‘Nation’s Report Card’ Indicates Worst Decline In Math And Reading Scores In Decades

‘Nation’s Report Card’ Indicates Worst Decline In Math And Reading Scores In Decades

Scores in math and reading declined at the worst level in decades for students during the pandemic, according to a new assessment.

The National Assessment of Educational Progress (NAEP), also referred to as the “Nation’s Report Card,” released the report on tests administered to nine-year-old students nationwide this week.

“Average scores for age 9 students in 2022 declined 5 points in reading and 7 points in mathematics compared to 2020,” the report stated. “This is the largest average score decline in reading since 1990, and the first ever score decline in mathematics.”

The assessment compared reading and math scores from the winter of 2020 with the “results of long-term trend assessments in the winter of 2022.”

Black students were impacted more severely in math scores in comparison with white students, according to the assessment.

“In mathematics, the 13-point score decrease among Black students compared to the 5-point decrease among White students resulted in a widening of the White−Black score gap from 25 points in 2020 to 33 points in 2022,” the NAEP reported.

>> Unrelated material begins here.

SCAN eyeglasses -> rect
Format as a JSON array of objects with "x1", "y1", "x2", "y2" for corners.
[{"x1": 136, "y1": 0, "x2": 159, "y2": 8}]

Reading scores dropped less in the comparison between pre-pandemic and post-pandemic assessments, though a decline was still detected.

Educational experts are concerned over the study and similar assessments that have revealed the pandemic’s impact on education, claiming the problem could cause decades-long problems for the nation. Peggy Carr, the commissioner of the National Center for Education Statistics that was involved in the study, expressed concerns ahead of the report’s release.

“There’s been much speculation about how shuttered schools and interrupted learning may have affected students’ opportunities to learn,” Carr wrote. “Our own data reveal the pandemic’s toll on education in other ways, including increases in students seeking mental health services, absenteeism, school violence and disruption, cyberbullying, and nationwide teacher and staff shortages.”

“I don’t think we can expect to see these 9-year-olds catch up by the time they leave high school,” Dr. Aaron Pallas, professor of Sociology and Education at Teachers College, Columbia University, told the Wall Street Journal about the report. “This is not something that is going to disappear quickly.”

The drop in scores also occurred despite record-level federal spending on education. A total of $122 billion was earmarked for K-12 schools as part of the American Rescue Plan alone.

Many states have yet to invest their portion of the federal government’s funding, according to the Wall Street Journal. Those that have are dedicating the funds to teachers, counselors, tutoring, and technology upgrades.

The Daily Wire reported in July that pandemic lockdowns and remote learning have led to long-term concerns regarding students, as rates of chronic absenteeism and other serious behavioral issues are rising.

A study by the National Center for Education Statistics found that 72% of public schools over the past year reported higher rates of chronic absenteeism, defined as a student who misses at least 15 school days a year.

A separate study by EdWeek Research Center found that absenteeism rates were significantly higher in schools that were completely remote during the 2020-21 school year than in schools with in-person learning.